Anti-abortion protesters have targeted the San Francisco Planning Commission for its recent approval of a Planned Parenthood Center on Bush Street. Protestors have shown up at four of the commissioners’ homes and have written messages in chalk on the sidewalk.
 
According to the San Luis Obispo Tribune, some county officials and residents are concerned about the increased number of wells being drilled by cannabis farms in the area. The region has little water, which is very shallow and salty, and the spike from two wells drilled in 2015 to 20 in 2016 is alarming to some. Some county officials are not confident about the current water supply and some lawsuits have been filed against cannabis growers for their potable water wells being drained for cannabis cultivation.

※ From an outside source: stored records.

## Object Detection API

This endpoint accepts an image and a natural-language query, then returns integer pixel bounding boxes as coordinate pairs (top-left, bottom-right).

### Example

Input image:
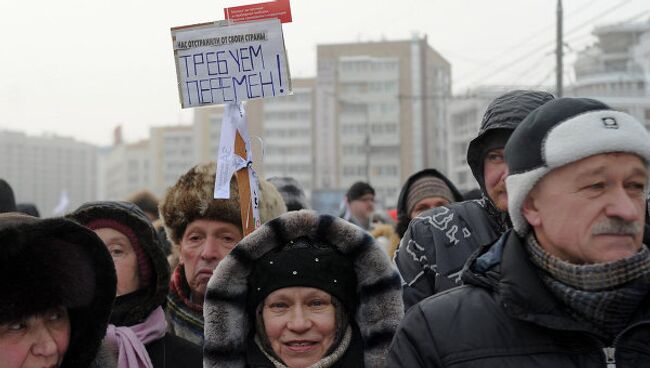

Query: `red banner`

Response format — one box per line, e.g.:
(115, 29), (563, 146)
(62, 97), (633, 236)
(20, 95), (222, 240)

(223, 0), (291, 23)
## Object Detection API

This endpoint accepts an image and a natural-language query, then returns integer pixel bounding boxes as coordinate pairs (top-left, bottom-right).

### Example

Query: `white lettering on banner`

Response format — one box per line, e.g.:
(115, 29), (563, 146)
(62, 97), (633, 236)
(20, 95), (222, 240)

(172, 19), (291, 108)
(214, 102), (260, 228)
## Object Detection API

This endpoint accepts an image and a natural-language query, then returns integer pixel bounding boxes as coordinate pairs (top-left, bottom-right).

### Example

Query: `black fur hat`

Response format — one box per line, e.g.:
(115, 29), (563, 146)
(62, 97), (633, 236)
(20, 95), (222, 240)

(0, 213), (116, 368)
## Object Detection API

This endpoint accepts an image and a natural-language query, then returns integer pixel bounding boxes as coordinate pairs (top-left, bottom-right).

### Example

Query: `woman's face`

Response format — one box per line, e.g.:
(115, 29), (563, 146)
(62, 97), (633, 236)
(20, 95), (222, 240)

(262, 287), (336, 368)
(95, 227), (140, 296)
(0, 307), (70, 368)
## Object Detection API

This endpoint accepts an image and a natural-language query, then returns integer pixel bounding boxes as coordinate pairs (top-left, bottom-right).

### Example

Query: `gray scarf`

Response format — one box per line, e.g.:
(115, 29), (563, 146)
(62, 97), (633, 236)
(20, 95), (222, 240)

(526, 232), (650, 339)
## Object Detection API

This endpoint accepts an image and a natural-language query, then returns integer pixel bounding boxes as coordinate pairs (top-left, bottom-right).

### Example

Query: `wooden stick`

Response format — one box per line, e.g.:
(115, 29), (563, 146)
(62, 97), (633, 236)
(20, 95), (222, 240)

(235, 131), (255, 236)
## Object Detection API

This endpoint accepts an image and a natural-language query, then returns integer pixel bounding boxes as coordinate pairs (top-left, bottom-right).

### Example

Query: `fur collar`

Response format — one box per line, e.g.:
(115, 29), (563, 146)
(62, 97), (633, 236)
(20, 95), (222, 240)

(203, 210), (404, 367)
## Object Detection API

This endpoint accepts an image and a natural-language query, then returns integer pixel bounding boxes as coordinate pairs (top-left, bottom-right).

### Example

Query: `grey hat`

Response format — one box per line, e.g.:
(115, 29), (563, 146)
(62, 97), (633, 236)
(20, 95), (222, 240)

(505, 98), (650, 236)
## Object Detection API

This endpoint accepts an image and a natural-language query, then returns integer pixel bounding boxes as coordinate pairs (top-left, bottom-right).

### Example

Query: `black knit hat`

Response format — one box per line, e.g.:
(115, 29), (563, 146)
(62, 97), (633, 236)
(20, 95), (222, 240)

(505, 98), (650, 236)
(346, 181), (375, 202)
(467, 90), (554, 191)
(248, 237), (357, 313)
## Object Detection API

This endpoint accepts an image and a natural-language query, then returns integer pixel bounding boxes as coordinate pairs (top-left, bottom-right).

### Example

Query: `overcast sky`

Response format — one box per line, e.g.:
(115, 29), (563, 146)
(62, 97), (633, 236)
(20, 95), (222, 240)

(0, 0), (650, 145)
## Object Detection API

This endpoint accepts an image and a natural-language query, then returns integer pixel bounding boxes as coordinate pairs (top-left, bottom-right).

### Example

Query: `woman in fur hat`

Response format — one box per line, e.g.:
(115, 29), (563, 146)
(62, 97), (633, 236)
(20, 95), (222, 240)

(68, 202), (202, 368)
(0, 213), (115, 368)
(160, 163), (287, 345)
(204, 210), (403, 368)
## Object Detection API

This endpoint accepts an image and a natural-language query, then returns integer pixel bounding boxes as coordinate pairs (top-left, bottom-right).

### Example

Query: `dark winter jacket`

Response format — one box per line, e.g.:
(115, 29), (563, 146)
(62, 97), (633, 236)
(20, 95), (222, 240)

(395, 91), (553, 309)
(0, 213), (116, 368)
(388, 231), (650, 368)
(203, 210), (403, 368)
(396, 169), (463, 238)
(69, 202), (202, 368)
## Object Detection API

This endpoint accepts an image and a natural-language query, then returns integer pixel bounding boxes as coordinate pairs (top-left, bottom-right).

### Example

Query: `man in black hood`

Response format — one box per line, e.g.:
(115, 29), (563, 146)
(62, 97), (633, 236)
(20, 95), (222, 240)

(395, 90), (553, 309)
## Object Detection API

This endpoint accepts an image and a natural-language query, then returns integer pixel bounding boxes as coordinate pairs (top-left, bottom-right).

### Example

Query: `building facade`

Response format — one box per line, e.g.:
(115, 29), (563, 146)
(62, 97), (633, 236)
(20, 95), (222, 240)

(0, 131), (97, 216)
(565, 21), (650, 129)
(314, 36), (451, 207)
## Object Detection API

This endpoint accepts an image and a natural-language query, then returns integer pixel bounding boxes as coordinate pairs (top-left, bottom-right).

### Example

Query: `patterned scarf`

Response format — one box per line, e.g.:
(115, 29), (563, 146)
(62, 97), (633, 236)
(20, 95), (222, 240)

(526, 232), (650, 339)
(167, 265), (203, 339)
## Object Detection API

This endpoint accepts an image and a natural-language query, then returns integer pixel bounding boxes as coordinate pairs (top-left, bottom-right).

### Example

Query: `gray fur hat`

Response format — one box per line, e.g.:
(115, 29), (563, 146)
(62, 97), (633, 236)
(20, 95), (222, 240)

(203, 210), (404, 368)
(505, 98), (650, 236)
(159, 162), (287, 245)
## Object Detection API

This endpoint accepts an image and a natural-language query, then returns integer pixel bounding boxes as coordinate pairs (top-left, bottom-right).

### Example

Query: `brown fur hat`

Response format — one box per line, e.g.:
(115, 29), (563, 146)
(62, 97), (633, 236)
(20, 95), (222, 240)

(159, 162), (287, 245)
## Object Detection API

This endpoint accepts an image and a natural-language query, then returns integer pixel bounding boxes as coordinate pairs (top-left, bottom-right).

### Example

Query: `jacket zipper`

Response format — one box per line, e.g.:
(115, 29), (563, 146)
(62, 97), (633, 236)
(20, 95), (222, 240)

(603, 320), (648, 368)
(603, 347), (616, 368)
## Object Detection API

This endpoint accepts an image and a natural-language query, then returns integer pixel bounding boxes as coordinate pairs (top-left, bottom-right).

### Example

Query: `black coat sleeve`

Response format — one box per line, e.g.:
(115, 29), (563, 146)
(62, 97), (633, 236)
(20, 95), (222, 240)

(386, 305), (442, 368)
(395, 214), (436, 310)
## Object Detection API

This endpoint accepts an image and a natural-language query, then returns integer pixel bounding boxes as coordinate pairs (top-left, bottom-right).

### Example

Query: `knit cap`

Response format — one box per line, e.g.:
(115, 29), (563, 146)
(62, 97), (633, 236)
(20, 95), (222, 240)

(86, 219), (152, 288)
(406, 176), (454, 214)
(505, 98), (650, 236)
(267, 176), (309, 211)
(346, 181), (375, 202)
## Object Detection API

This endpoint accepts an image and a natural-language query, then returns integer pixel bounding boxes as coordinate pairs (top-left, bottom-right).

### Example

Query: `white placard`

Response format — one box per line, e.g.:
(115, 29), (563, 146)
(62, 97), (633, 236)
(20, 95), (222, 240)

(172, 19), (291, 108)
(214, 102), (260, 228)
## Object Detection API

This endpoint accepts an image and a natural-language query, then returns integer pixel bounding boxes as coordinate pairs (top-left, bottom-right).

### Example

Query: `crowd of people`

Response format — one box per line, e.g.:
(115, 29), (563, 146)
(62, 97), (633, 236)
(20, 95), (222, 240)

(0, 90), (650, 368)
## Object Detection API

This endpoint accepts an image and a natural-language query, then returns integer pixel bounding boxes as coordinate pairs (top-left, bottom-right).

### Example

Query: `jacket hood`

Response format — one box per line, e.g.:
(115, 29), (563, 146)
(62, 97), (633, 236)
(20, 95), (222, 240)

(67, 201), (170, 326)
(0, 179), (16, 213)
(203, 210), (404, 367)
(0, 214), (116, 368)
(467, 90), (554, 192)
(396, 169), (463, 238)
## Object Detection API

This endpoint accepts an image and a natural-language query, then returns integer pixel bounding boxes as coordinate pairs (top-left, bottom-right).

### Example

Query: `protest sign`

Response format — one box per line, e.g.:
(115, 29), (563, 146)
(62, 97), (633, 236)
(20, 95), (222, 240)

(172, 19), (291, 108)
(223, 0), (291, 23)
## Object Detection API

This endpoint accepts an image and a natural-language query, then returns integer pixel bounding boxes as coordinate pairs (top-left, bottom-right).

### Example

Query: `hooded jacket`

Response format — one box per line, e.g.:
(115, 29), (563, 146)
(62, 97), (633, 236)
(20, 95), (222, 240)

(68, 201), (202, 368)
(0, 214), (116, 368)
(396, 169), (463, 238)
(204, 210), (403, 368)
(388, 231), (650, 368)
(395, 90), (553, 309)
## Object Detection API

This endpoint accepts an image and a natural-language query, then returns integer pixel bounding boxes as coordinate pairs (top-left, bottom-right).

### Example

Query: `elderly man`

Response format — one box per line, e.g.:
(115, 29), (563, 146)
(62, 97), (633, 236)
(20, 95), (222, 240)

(160, 163), (287, 345)
(395, 90), (553, 309)
(388, 98), (650, 368)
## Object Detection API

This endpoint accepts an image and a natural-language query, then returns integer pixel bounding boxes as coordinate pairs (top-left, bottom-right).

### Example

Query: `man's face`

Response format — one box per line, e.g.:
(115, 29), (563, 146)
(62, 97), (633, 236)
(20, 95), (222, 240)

(350, 193), (375, 221)
(179, 219), (243, 304)
(483, 148), (508, 212)
(523, 153), (648, 264)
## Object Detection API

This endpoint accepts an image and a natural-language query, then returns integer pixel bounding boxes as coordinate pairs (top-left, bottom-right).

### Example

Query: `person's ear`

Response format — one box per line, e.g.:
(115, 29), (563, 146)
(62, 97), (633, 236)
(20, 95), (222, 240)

(521, 191), (542, 227)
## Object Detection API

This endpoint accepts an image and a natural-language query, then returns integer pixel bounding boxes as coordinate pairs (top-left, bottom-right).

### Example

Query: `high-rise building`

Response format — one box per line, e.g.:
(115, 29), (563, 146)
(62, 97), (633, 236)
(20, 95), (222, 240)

(313, 36), (451, 207)
(565, 21), (650, 129)
(250, 79), (316, 199)
(149, 125), (196, 196)
(98, 140), (152, 200)
(0, 131), (97, 216)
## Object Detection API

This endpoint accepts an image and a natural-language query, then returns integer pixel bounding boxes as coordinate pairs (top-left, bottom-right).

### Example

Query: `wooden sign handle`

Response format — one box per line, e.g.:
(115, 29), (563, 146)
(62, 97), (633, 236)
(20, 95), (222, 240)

(235, 131), (255, 236)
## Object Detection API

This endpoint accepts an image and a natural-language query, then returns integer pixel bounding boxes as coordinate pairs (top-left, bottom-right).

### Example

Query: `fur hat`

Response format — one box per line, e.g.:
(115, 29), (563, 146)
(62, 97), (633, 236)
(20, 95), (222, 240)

(67, 201), (170, 326)
(505, 98), (650, 236)
(0, 179), (16, 213)
(248, 237), (357, 313)
(126, 190), (158, 218)
(0, 213), (116, 368)
(267, 176), (309, 211)
(160, 162), (287, 245)
(203, 210), (404, 368)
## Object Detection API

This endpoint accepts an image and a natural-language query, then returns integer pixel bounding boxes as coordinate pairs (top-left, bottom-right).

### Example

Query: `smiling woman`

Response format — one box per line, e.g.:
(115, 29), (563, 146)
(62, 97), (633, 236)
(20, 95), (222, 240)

According to ApartmentList, the city of San Francisco added one new home per 8.2 jobs between 2010-2015. Census data shows a ratio closer to 10 jobs per home for the City. The ApartmentList numbers come from the Bureau of Labor Statistics and US Census survey of building permits. The analysis shows that rents are up 43 percent since 2005.

Google has bought roughly four dozen properties in Sunnyvale around Moffett Park for approximately $800 million. The buildings provide around 2.3 million square feet of space and will be part of the downtown San Jose campus the tech company has planned. More than 11,000 employees could potentially work in these buildings.

Plans were revealed for one of the largest redevelopments in the county in recent memory: a $1-billion redevelopment of the 20-acre Orange County Register newspaper property in Santa Ana. The project, named 625IVE, calls for 2.35 million square feet of offices, multifamily residential units, retail space, and a hotel. The tallest of the proposed towers would have a maximum height of 493 feet.

 San Diego’s real estate department sent city officials the appraisal it commissioned of the Qualcomm Stadium and found the land to be worth $110 million. If the SoccerCity initiative is successful, it would require investors to pay fair market value for the land. This may be the boost Mayor Kevin Faulconer needs to keep alive his push for a special election.

 Gov. Jerry Brown signed AB 617, aimed at improving air quality in disadvantaged communities. The law imposes new requirement to monitor and reduce pollution near oil refineries, industrial facilities and freight corridors.

The City of Newport Beach City Council approved, 7-0, changes to the zoning code and local coastal program to give homeowners in single-family zones the opportunity to construct accessory dwelling units or convert existing space within a structure into livable facilities. Approximately 13,126 homeowners could construct new units on their property and 18,836 are eligible to repurpose existing space. Both cases would require administrative approval and must meet city building codes.

 According to a survey from construction analysts finds that the number of cranes at work in Los Angeles has jumped to 36 at the beginning of July. Only Seattle has more cranes in the U.S., and Toronto has 72 cranes.

California Attorney General Xavier Becerra announced he will file another motion in an antitrust lawsuit to stop Valero Energy Corp. from purchasing a Martinez oil terminal, which he says could raise gas prices. The oil terminal is currently owned by Plains All American Pipeline, which imports and exports petroleum. According to Becerra, if Valero acquired the property all three “critical” Northern California terminals would be owned by refineries.